— А-а… — отзывается слева гулкий, нутряной аккорд.
Рояль хохочет взахлеб, и вдруг срывается в истерику. Звуки настырно суются в губы, как раньше клавиши — в пальцы; звуки каплями просачиваются в рот… нельзя! Уберите! Это яд! это смерть! Из потаенной глубины всплывает врезанное навсегда знание: сейчас за него приходится страшно платить, но — нельзя! Яд!
Ад!
Звуки расплескиваются, горячо текут по подбородку.

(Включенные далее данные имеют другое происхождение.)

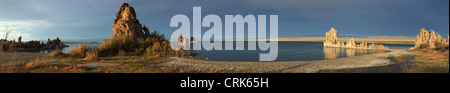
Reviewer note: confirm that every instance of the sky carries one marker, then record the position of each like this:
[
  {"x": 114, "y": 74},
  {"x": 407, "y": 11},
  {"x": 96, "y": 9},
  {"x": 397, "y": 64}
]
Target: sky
[{"x": 92, "y": 20}]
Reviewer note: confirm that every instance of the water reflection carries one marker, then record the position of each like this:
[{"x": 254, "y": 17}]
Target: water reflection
[{"x": 332, "y": 53}]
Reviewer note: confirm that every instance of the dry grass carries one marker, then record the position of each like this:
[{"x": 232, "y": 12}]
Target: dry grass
[
  {"x": 56, "y": 54},
  {"x": 91, "y": 56},
  {"x": 8, "y": 68},
  {"x": 80, "y": 50},
  {"x": 44, "y": 66}
]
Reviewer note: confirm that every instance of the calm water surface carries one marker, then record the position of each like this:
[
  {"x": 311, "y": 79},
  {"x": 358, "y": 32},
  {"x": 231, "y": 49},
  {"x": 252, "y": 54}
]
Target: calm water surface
[{"x": 287, "y": 51}]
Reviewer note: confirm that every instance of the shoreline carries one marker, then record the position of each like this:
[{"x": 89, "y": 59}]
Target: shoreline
[{"x": 314, "y": 66}]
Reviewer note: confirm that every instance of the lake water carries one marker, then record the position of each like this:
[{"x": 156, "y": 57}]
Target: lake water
[
  {"x": 287, "y": 51},
  {"x": 291, "y": 51}
]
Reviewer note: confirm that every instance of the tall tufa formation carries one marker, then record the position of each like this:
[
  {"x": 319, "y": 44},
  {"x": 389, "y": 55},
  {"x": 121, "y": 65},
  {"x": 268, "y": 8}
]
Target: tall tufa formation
[
  {"x": 126, "y": 23},
  {"x": 331, "y": 40},
  {"x": 430, "y": 39}
]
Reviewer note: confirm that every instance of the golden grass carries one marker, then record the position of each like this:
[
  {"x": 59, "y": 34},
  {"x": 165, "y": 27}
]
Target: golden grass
[
  {"x": 91, "y": 56},
  {"x": 80, "y": 50}
]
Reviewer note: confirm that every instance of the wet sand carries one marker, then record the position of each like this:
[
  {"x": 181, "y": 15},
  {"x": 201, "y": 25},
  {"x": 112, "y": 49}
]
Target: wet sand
[{"x": 370, "y": 60}]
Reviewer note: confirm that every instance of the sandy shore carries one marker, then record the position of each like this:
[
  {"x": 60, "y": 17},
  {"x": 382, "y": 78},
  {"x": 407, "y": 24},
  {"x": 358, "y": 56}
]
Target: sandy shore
[{"x": 378, "y": 59}]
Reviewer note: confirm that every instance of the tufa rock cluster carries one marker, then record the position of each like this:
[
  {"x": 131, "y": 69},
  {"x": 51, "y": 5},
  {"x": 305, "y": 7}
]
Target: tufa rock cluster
[
  {"x": 331, "y": 40},
  {"x": 126, "y": 23},
  {"x": 430, "y": 40}
]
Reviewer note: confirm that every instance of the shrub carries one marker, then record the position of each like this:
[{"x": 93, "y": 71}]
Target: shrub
[
  {"x": 80, "y": 50},
  {"x": 91, "y": 56},
  {"x": 56, "y": 53},
  {"x": 423, "y": 46},
  {"x": 125, "y": 45},
  {"x": 122, "y": 53}
]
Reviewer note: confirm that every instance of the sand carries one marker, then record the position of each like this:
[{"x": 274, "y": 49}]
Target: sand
[{"x": 369, "y": 60}]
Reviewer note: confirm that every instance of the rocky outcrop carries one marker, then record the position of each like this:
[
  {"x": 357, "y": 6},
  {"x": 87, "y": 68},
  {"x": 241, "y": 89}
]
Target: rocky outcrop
[
  {"x": 331, "y": 40},
  {"x": 126, "y": 23},
  {"x": 430, "y": 40}
]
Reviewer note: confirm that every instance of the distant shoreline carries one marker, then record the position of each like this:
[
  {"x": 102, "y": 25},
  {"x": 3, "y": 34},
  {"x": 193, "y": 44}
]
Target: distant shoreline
[{"x": 369, "y": 60}]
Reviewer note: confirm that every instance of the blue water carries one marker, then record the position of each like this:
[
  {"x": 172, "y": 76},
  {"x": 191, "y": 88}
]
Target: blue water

— Не хочет, — воркочет издали смутное глиссандо. — Зря к Шептухе ходила, яичек дала, капустки квашеной… не пьет, порченая…
— А-а…
Слышишь? издалека, из былого, которого больше не будет никогда — ропотом умирающего прибоя, в пену об скалы, вдребезги:
— …в одну кучу
все заботы, все находки, все потери,
чиркнуть спичкой,
надышаться горьким дымом и уйти.
Все, что было
не по нам, не по душе и не по теме,
не по росту,
не по сердцу и совсем не по пути…
Заболела.
Плохо.
Завтра будет хуже.
А послезавтра — лучше.
Правда?
Нет, Княгиня, ты действительно так думаешь?! ты действительно…
* * *
Проснулась в поту.
Холодная.
Живая.
В крохотное окошко гурьбой прыгали солнечные зайчики. Весенние; линялые. Бежали через приоткрытую дверь в сени, дальше, в горенку; резвились там на серебре риз, на фольговом золоте кивота… Дышать было трудно, но ноги оказались на месте. И никакого рояля. Сгинул, проклятый. Только стучит где-то далеко, подпрыгивает на стыках — слышишь? от клавиши к клавише, от шпалы к шпале… поезд.
Не в ад, нет.
Ближе…
Да, Княгиня, знаешь, — это иногда хуже любой болезни: понимать, и быть бессильной что-либо сделать. Это проказа души. Гниешь заживо, и не болит. Потому что вырвалась из жаркой, лихорадочной трясины — не за просто так. Потому что — поезд. Гудит на полустанках. Потому что упрямая Ленка-Ферт, подельщица твоя договорная, так и говорила тогда: «Вытащу, мать! Разобьюсь, холера ясна, а вытащу!.. сыграем еще в четыре руки?» Она говорила, а ты запрещала. Плохо запрещала, видно. Не послушалась Ленка.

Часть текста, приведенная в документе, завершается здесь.